Barbara A. Sherrod, MS, once an at-risk youth, is dedicated to improving the quality of school life and community building for the children of Baltimore through restorative practices. Through advocacy and a whole-school approach, Barbara educates school communities on discipline disparities, relationship building, and achievement gaps among children based on race, gender, and socioeconomic status. Barbara’s work focuses on increasing self awareness and positive identity-building through targeted responsive Circles for Black and Brown girls exclusively. Using her online social platform, MillennialMochaMoms, in conjunction with dialogue Circles, Barbara facilitates conversations around motherhood and what it means for Black and Brown millennial women like herself who became a mother at a young age. Baltimore born and raised, Barbara holds a BA in English and an MS in negotiations and conflict management, both from the University of Baltimore, and is currently a doctoral student in urban educational leadership at Morgan State University.
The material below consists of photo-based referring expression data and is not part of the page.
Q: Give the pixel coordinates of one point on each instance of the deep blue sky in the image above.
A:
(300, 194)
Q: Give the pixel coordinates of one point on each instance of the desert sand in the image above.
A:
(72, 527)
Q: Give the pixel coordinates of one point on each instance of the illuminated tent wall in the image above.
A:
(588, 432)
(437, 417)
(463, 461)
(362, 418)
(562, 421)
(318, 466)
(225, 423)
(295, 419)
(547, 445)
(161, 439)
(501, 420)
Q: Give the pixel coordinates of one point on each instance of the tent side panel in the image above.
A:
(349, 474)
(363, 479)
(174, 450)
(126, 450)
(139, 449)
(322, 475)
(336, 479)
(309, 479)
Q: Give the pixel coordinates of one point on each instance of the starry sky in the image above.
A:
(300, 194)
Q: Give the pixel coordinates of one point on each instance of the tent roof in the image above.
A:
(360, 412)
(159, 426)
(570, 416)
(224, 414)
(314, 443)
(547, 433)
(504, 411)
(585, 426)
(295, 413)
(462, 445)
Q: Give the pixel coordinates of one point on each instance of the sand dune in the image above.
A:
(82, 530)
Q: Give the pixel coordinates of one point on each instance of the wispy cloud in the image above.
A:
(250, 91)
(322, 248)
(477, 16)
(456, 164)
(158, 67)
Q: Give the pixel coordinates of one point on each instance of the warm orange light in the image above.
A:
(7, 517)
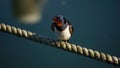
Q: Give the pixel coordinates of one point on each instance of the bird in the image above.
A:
(62, 28)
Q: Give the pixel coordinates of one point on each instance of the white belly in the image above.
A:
(63, 35)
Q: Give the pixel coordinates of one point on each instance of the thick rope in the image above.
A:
(60, 44)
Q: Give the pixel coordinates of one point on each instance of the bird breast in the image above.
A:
(63, 35)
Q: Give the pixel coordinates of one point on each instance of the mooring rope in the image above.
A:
(60, 44)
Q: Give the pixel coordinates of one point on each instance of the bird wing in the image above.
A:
(71, 28)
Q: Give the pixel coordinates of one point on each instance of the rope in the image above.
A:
(60, 44)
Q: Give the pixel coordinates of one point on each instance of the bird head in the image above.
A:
(58, 20)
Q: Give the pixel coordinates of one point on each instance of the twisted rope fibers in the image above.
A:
(60, 44)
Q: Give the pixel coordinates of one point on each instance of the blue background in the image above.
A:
(96, 24)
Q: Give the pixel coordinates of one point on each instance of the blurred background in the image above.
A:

"Your Silence Will Not Protect You"
Barbara Sherrod turns her critical analysis on restorative justice’s peculiar silence about collective harms. Her experiences in restorative practices disclose that RJ’s more established advocates are less than enthusiastic about addressing harms on institutional, systemic, or structural levels. Perhaps these advocates, who perceive harms on an individualistic level, choose to focus on that level only, not on the collective level where white supremacy shapes institutional policies and practices. By so doing, though, they institutionalize a “restorative” practice of turning a blind eye to how White-dominated institutions tokenize or silence the People of Color and Indigenous Peoples working within them or for them.
To break this silence, Sherrod shifts her gaze toward the racial dynamics within schools, which leads her to address system-level harms.